Quand notre goût part en voyage! Les tendances alimentaires Automne/Hiver 2012.

jeudi 17 janvier 2013
Anne sophie Dumont
Planneuse stratégique, Agence Anis
Paris, France
Avant dernière partie de notre exploration des tendances de la saison. Et pour celle-ci accrochez vos ceintures car nous partons autour du monde pour un voyage culinaire…

En effet la mondialisation n’a pas seulement affectée nos usines et nos industries mais elle a directement influencé notre alimentation et fait évoluer nos papilles gustatives.
Alors que certains mets comme le burger, les sushis sont devenus des produits universels en passe d’être inscrits au patrimoine culinaire de tous les pays, le capital culinaire global va continuer à être chamboulé. En effet, les marchés émergeants exportent aujourd’hui fièrement leurs héritages gastronomiques nationaux.

Parmi ces cuisines émergentes, la cuisine péruvienne semble être celle dont on entendra parler en 2013…Pourquoi ?
- c’est une des plus vieilles cuisines du monde
- c’est la plus riche des cuisines, avec plus de 5000 plats à son actif
- le G8 des chefs cuisiniers a eu lieu au Pérou fin 2012
- des chefs péruviens qui font le tour des cuisines du monde comme Gaston Acurio
- des restaurants péruviens haut de gamme à la pointe de la tendance : le dernier en date étant le Mar à New-York

La mondialisation en cuisine c’est également des ingrédients stars ou miraculeux qui font le tour du monde en quelques mois et deviennent ensuite des basiques de la cuisine internationale.
Il y a quelques années nous avons ainsi pu observer l’explosion du thé vert qui est aujourd’hui devenu un basique dans nos cuisines.
Cette mondialisation a aussi d’autres conséquences ; prenons pour exemple l’explosion de la consommation de Quinoa qui peut uniquement être cultivé sur les hauts plateaux de la Bolivie. La valeur nutritionnelle de cette graine, riche en protéines et cultivée depuis plus de 7 000 ans sur les hauts plateaux andins, a été soulignée par les Nations unies, qui ont décrété 2013 "Année mondiale du quinoa". De ce fait, le pays ne peut aujourd’hui plus répondre à la demande de production mondiale. Des cultures expérimentales sont donc actuellement menées partout dans le monde, en Europe (en France notamment), en Asie, en Afrique et en Australie.

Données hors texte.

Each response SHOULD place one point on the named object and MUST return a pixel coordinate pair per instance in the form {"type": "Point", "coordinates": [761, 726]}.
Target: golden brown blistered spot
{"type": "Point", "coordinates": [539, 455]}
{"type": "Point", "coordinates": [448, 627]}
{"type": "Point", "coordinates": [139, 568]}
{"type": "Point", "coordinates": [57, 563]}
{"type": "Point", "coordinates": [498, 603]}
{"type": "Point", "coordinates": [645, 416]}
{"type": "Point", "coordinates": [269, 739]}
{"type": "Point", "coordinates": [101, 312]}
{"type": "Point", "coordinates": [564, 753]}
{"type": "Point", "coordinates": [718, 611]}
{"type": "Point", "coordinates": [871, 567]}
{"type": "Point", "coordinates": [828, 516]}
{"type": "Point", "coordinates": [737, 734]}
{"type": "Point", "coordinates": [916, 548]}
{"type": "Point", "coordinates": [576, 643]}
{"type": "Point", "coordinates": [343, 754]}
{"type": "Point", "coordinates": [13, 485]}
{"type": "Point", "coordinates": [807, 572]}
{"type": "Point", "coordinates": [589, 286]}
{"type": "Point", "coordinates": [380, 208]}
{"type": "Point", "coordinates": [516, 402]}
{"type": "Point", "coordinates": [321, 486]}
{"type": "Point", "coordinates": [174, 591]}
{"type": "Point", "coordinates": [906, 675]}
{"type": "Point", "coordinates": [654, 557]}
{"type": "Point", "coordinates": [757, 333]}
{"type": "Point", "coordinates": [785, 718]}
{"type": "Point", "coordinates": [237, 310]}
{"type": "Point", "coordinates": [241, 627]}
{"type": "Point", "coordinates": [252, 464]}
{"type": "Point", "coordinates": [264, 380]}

La liste des ingrédients venus d’ailleurs hier à la mode et aujourd’hui familiers de nos cuisines peut encore s’allonger : cranberrys, gojo, stevia, bœuf Kobé, wasabi…
La mondialisation de notre alimentation implique donc notre empreinte carbone, puisque nos goûts deviennent internationaux, les ingrédients doivent alors voyager pour arriver jusqu’à nous. Une tendance qui va à l’inverse de la tendance locavore évoquée ultérieurement (article cookbook 2) et nous confirme que définitivement nous sommes plein de paradoxes.

Vous l’aurez compris nos cuisines ont aujourd’hui un goût d’international…et ce n’est pas prêt de changer.

La semaine prochaine un nouveau mot d’ordre de notre alimentation sera mise à l’honneur : la praticité !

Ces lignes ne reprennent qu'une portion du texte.